Last night's poetry open mic was so warm and, for a first go-round, well attended, with nine readers and 15 in attendance. The group was so vulnerable and encouraging, and two people read who hadn't planned on it! Two others were first-time readers. This made me proud. I want to create and sustain an atmosphere around writing that isn't so twee.
And wow, some good poems/readings, too! Emma and Jamie were true wonders, and then a woman got up and read some Wendell Berry and casually mentioned that he's served as her "mentor" since 1974. I quoted her the last line from Manifesto: The Mad Farmer Liberation Front: "Practice resurrection." I keep this taped to my telephone cradle in my office at Rutgers. This is my bid to see people anew with each encounter, especially imperious faculty members.

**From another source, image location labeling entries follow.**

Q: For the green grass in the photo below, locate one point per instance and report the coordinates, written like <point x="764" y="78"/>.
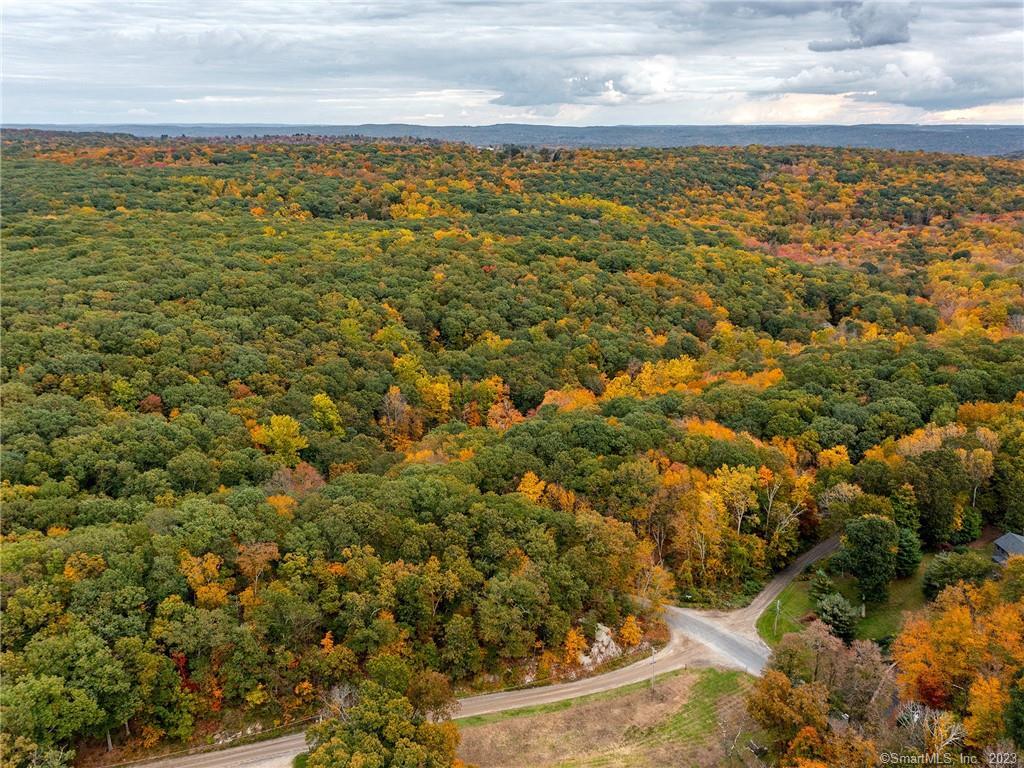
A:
<point x="692" y="724"/>
<point x="497" y="717"/>
<point x="882" y="621"/>
<point x="795" y="603"/>
<point x="697" y="717"/>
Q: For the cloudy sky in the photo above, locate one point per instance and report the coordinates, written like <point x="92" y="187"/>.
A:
<point x="559" y="61"/>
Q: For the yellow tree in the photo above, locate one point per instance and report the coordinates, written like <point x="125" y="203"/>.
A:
<point x="282" y="437"/>
<point x="987" y="700"/>
<point x="630" y="633"/>
<point x="574" y="646"/>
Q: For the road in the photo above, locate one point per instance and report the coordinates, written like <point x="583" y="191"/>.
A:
<point x="696" y="638"/>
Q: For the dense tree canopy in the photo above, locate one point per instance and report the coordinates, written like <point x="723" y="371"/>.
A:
<point x="281" y="418"/>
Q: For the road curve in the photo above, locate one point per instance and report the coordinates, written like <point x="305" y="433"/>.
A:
<point x="696" y="637"/>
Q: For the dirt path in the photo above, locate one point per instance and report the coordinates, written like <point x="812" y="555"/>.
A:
<point x="697" y="637"/>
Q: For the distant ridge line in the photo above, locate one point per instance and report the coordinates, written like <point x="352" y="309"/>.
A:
<point x="967" y="139"/>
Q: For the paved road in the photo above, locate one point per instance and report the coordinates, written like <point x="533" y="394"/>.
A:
<point x="697" y="638"/>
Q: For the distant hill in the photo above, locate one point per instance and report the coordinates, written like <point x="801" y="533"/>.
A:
<point x="967" y="139"/>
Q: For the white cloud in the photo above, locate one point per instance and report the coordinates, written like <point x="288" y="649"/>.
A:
<point x="502" y="60"/>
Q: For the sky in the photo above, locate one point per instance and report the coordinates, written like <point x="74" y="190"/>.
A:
<point x="559" y="61"/>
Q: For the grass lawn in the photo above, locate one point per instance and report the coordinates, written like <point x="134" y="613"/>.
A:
<point x="881" y="621"/>
<point x="795" y="603"/>
<point x="497" y="717"/>
<point x="692" y="718"/>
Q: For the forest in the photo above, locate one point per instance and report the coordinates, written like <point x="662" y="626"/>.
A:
<point x="294" y="419"/>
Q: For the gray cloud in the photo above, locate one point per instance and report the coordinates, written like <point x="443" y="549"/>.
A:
<point x="871" y="24"/>
<point x="466" y="61"/>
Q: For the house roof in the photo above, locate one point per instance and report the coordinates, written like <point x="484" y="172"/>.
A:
<point x="1012" y="543"/>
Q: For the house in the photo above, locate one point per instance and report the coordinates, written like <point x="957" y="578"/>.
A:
<point x="1007" y="545"/>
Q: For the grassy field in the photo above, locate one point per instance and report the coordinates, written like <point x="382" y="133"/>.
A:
<point x="881" y="621"/>
<point x="690" y="719"/>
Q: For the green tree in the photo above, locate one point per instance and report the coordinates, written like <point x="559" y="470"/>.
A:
<point x="907" y="554"/>
<point x="282" y="437"/>
<point x="869" y="548"/>
<point x="381" y="730"/>
<point x="837" y="612"/>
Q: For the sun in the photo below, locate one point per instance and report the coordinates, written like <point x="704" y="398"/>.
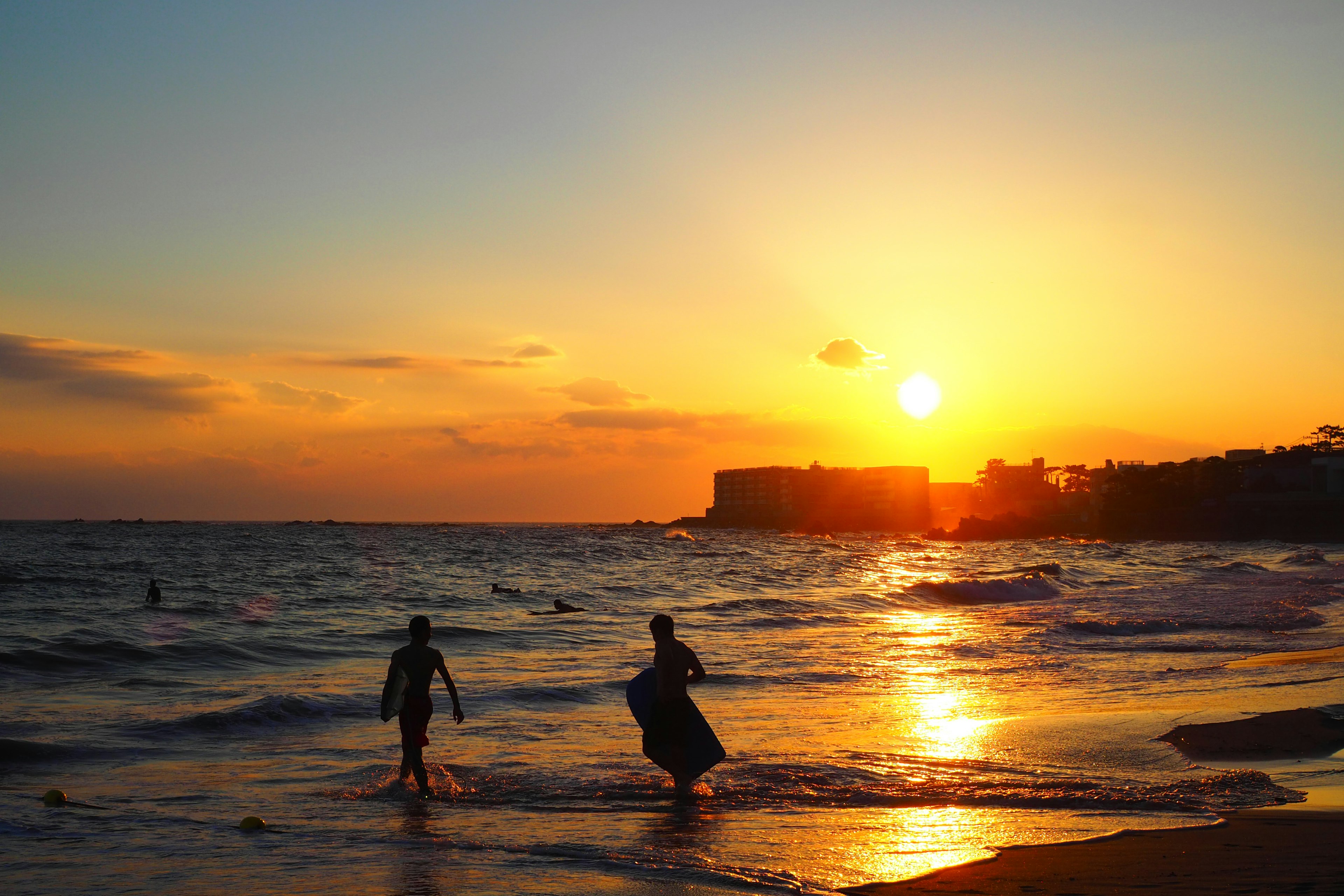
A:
<point x="920" y="396"/>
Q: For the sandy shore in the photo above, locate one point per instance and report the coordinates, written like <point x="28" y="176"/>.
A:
<point x="1289" y="659"/>
<point x="1261" y="851"/>
<point x="1270" y="735"/>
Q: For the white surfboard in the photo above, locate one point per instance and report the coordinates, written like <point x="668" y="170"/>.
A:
<point x="394" y="696"/>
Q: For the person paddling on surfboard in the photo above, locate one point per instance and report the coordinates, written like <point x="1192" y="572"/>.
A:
<point x="419" y="662"/>
<point x="677" y="667"/>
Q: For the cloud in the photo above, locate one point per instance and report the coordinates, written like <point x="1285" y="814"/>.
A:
<point x="650" y="418"/>
<point x="538" y="350"/>
<point x="472" y="362"/>
<point x="94" y="374"/>
<point x="386" y="363"/>
<point x="850" y="355"/>
<point x="320" y="401"/>
<point x="597" y="393"/>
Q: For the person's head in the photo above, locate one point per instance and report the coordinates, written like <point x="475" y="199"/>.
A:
<point x="660" y="626"/>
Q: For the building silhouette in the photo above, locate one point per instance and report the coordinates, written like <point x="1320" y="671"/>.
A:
<point x="822" y="499"/>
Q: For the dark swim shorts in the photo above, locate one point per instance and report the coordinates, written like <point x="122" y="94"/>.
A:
<point x="668" y="723"/>
<point x="414" y="721"/>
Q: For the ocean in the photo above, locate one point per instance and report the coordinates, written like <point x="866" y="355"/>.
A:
<point x="889" y="705"/>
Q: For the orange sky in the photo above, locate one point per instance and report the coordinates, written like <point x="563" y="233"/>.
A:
<point x="462" y="265"/>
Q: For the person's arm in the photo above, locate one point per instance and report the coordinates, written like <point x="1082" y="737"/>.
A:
<point x="697" y="670"/>
<point x="452" y="690"/>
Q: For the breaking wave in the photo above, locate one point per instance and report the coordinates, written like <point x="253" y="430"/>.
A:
<point x="269" y="713"/>
<point x="1033" y="586"/>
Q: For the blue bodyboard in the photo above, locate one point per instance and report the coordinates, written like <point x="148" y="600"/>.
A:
<point x="704" y="750"/>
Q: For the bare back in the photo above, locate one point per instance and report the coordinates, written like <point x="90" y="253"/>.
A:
<point x="677" y="665"/>
<point x="421" y="663"/>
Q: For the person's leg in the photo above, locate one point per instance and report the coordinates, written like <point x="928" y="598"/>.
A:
<point x="419" y="768"/>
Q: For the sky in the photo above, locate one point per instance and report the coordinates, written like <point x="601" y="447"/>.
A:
<point x="560" y="262"/>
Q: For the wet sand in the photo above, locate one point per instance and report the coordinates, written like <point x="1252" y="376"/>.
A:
<point x="1289" y="659"/>
<point x="1270" y="735"/>
<point x="1261" y="851"/>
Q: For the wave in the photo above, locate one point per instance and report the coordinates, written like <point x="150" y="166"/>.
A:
<point x="753" y="785"/>
<point x="275" y="711"/>
<point x="29" y="751"/>
<point x="1033" y="586"/>
<point x="1123" y="628"/>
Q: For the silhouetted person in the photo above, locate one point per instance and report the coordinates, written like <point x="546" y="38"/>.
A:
<point x="677" y="667"/>
<point x="560" y="608"/>
<point x="420" y="662"/>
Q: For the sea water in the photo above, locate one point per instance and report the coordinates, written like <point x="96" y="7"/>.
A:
<point x="889" y="705"/>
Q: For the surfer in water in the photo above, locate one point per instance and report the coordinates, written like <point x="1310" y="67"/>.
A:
<point x="420" y="663"/>
<point x="560" y="608"/>
<point x="677" y="667"/>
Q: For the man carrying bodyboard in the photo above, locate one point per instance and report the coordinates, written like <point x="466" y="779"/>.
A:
<point x="419" y="663"/>
<point x="672" y="714"/>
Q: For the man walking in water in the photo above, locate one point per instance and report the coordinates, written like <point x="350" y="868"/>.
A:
<point x="677" y="667"/>
<point x="420" y="663"/>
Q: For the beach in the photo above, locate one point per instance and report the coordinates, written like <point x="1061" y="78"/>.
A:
<point x="1248" y="852"/>
<point x="890" y="706"/>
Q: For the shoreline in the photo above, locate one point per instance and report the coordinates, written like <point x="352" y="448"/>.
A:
<point x="1267" y="851"/>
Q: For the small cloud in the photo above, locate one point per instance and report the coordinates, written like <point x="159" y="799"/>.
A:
<point x="385" y="363"/>
<point x="597" y="393"/>
<point x="93" y="375"/>
<point x="850" y="355"/>
<point x="648" y="418"/>
<point x="474" y="362"/>
<point x="538" y="350"/>
<point x="320" y="401"/>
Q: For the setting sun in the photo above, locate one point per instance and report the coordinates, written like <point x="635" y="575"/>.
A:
<point x="920" y="397"/>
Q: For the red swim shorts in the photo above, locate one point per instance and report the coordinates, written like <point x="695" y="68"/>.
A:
<point x="414" y="721"/>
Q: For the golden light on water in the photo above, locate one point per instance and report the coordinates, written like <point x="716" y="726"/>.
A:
<point x="920" y="396"/>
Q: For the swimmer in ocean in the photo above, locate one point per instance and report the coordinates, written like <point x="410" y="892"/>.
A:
<point x="420" y="662"/>
<point x="677" y="667"/>
<point x="560" y="608"/>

I'm not sure that it's working, but I hope that these two words seep into my life somehow, that I get up off the floor in the wake of another bad headache, that I trudge to work as I need to, that I give myself a hand, a few precious drops of compassion when I just want to hurt myself or sneer at myself, which, let's face it, I've practiced, nearly every day, for 51 years.
I want to practice compassion, I want to practice saying "fuck off," which is its own form of compassion, I want to practice writing, I want to practice not making this all such a big deal. I want to take my own advice, the advice I believed as I doled it out to others at that microphone last night.
I want to do it again. And Again. Facilitate. Protect. Nurture.
Yea for all the women who boldly read, for Lindsay and Bernadette and Jamie and Faith and Nicole and Emma and Noella (who said so matter-of-factly that she wasn't "normal"! Blasted word. Sick, twisted word, nearly as misused as "love" and "soul" and "awesome" and "Jesus"), and Khadijah. Thank you for the words of Lucille Clifton and Dr. Maya Angelou and Bill Collins, for words birthed in dark and lonely places and then brought to the light on a Friday evening in High Bridge, NJ.
Grace and grateful. A Thin Place, indeed.